How should we understand the syntagm of my title? Obviously it is not a question of claiming that politics or knowledge must take on an aesthetic dimension or that they have to be grounded in sense, sensation, or sensibility. It is not even a question of stating that they are grounded in the sensible or that the sensible is political as such. What aesthetics refers to is not the sensible. Rather, it is a certain modality, a certain distribution of the sensible. This expression can be understood, at least initially, by turning to the text that has framed the space of aesthetics, though the term was never used there as a substantive. I mean, of course, Kant’s Critique of Judgment, which I will use as a guiding thread in the construction of a tentatively more comprehensive concept of aesthetics. For now I only wish to draw from this text the three basic elements that make up what I call a distribution of the sensible.

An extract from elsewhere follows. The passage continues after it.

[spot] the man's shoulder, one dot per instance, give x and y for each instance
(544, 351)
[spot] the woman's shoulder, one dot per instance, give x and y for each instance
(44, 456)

First, there is something given, a form that is provided by sense—for instance, the form of a palace as described in section two of Kant’s text. Second, the apprehension of this form is not only a matter of sense; rather, sense itself is doubled. The apprehension puts into play a certain relation between what Kant calls faculties: between a faculty that offers the given and a faculty that makes something out of it. For these two faculties the Greek language has only one name, aesthesis, the faculty of sense, the capacity to both perceive a given and make sense of it.
Making sense of a sense given, Kant tells us, can be done in three ways.Two of the three ways define a hierarchical order.
In the first of these, the faculty of signification rules over the faculty that conveys sensations; the understanding enlists the services of imagination in order to subordinate the sense given. This is the order of knowledge. This order defines a certain view of the palace; the palace is seen as the achievement of an idea imposed on space and on raw materials, as in a plan drafted by an architect. This plan itself is appreciated according to its suitability for the ends of the building.
In the second way of making sense, in contrast, the faculty of sensation takes command over the faculty of knowledge. This is the law of desire. This law views the palace as an object of pride, jealousy, or disdain.
There is a third way of looking at the palace, a way that sees it and appreciates it neither as an object of knowledge nor as an object of desire. In this case, neither faculty rules over the other; the either/or no longer works. The two faculties agree with each other without any kind of subordination. The spectator may think that the magnificence of the palace is sheer futility; he may oppose its pomp and vanity to the misery of the poor or the sweat of the workers who built it for low wages. But this is not the point. What is at stake here is the specificity of a distribution of the sensible that escapes the hierarchical relationship between a high faculty and a low faculty, that is, escapes in the form of a positive neither/nor.
Let us summarize the three points. First, a distribution of the sensible means a certain configuration of the given. Second, this configuration of the given entails a certain relation of sense and sense. That may be conjunctive or disjunctive. The relation is conjunctive when it obeys a certain order of subordination between faculties, a certain manner of playing the game according to established rules. It is disjunctive when the relationship between faculties has no rule. Third, the conjunction or disjunction is also a matter of hierarchy. Either there is a hierarchy between the faculties, which may be overturned, or there is no hierarchy, in which case there is a faculty whose proper power stems from the rejection of the hierarchical relation. This rejection of the hierarchical relation between the faculties that make sense involves a certain neutralization of the social hierarchy.